I stood as tall as I could and stared at her, my hands on my hips. ‘How old are you, Amy?’

She looked surprised. ‘I’m thirty-one.’

‘Why are you still doing dumb stuff like this?’

She recoiled. Her voice was timid. ‘I didn’t want to ask Mum and Dad for a loan, so I thought it was the best thing to do. I was doing my best … I want to be self-sufficient.’

She trailed off, her eyes watering. I hadn’t snapped at her in years. But I had already bailed her out of two housing-related messes. The first was when Frank had walked away, leaving her with a lease she couldn’t handle. I’d paid half of it for three months. The second time Stephen and I had paid her insurance excess when someone started a fire in the bathroom at a party.

‘No.’ The force of my fury shocked us both. Too bad – walking all over me seemed to be the pastime of the moment and I wasn’t having it.

‘It’s time you accepted the consequences of your actions. You can’t keep rolling through life like a teenager with nothing to worry about. I’ve picked up after every other stupid mistake you’ve made, and I’ve got way too much on my plate right now to add you to it. Own your own mess for a change.’

She was staring at me, her mouth open.

‘Other people manage to find new apartments. I’m sure you can, too.’

I turned away and directed Thomas through to the lounge, where I propped him on the bean bag. I sank on to the armchair behind him. He leant back against me, his cheek against my shin. I could hear Amy clattering as she threw her clothes back into boxes and hurled them out to the car. She stepped heavily on the accelerator, her wheels screeching as she took off from the end of our driveway.

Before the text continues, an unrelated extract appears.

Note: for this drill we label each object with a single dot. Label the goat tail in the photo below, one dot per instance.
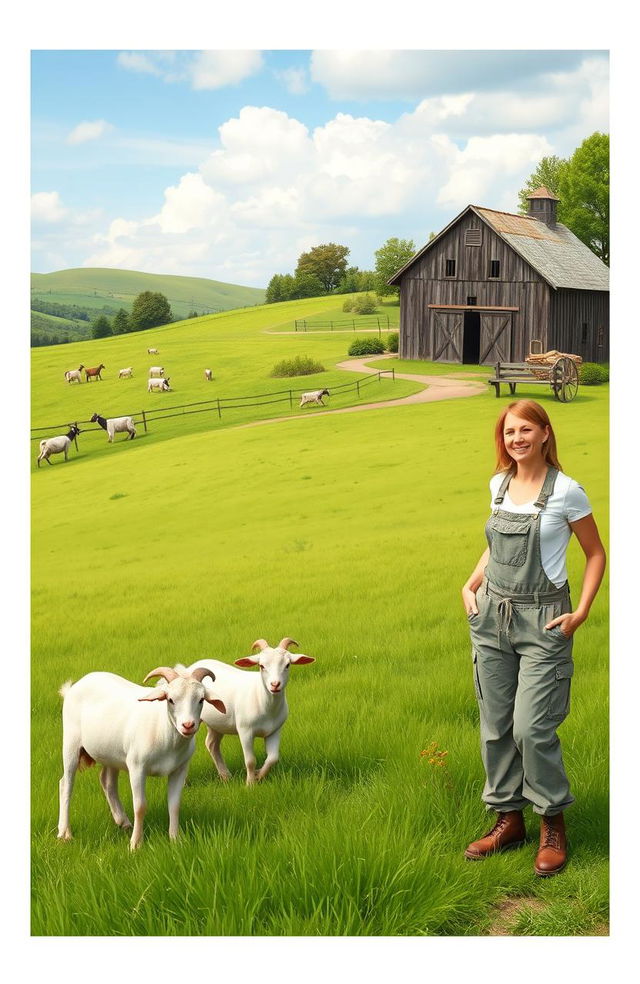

‘Daddy home soon?’ Thomas looked up. I stroked his head, trying to slow my breathing. I was in danger of getting a little ‘ping’ from the sanctimonious smartwatch app I’d downloaded to help manage my stress. I wanted to slap the old me across the face. What did she have to be stressed about?

CHAPTER FIVE

How to make a paper doll chain

What you’ll need:

Some paper

Scissors

If you’re using A4 paper, cut it in half lengthwise. Fold the piece into eight equal-sized accordion pleats. With the fold on the left, trace an outline of half a doll on the paper. Then cut around it. When you open the paper up you should be left with four dolls, holding hands. They’ll stick together, even if your family is falling apart – although some days you might wish it would fall apart a little more quickly.

Do you know what drives me nuts? The concept of ‘me time’. You’re meant to have a bath, or go for a massage, eat a whole block of chocolate in bed or skive off for lunch with your girlfriends and feel good about taking time out for yourself. Except I get into the bath and I can’t get out, and even before I got pregnant I couldn’t bear the idea of strangers massaging my body. All my friends are juggling workloads much too heavy, and with childcare far too limited, to break for lunch with me.

Between work and looking after Thomas, I manage to squeeze in a couple of minutes of ‘me time’ for frivolous things such as washing my hair. I can’t bring myself to believe that half an hour of indulgence makes up for the fact that I do 99 per cent of the drudgery the rest of the time.

But try to explain that to anyone else, and they look aghast. ‘No me time? Oh but you must have some me time. Can’t pour from an empty cup …’

So it’s another thing added to my ever-growing to-do list. No one wants to be an empty mother cup.

One thing I still do try to squeeze in between the frantic dash for work deadlines, and the seemingly interminable bedtime battle, is yoga. Although I’ve long since given up my dream of being a teacher myself, I find ten minutes of stretching can turn around many of the aggravations of a day of child-wrangling. I’ll never be a YouTube yoga star – while those women get the tops of their heads on the floor in a forward fold, my palms are still only halfway down my shins (I blame my short arms). But I happily follow them through the motions, and even Thomas is starting to enjoy finding his own tree pose or a comfortable seated position (although sometimes that is in front of the television).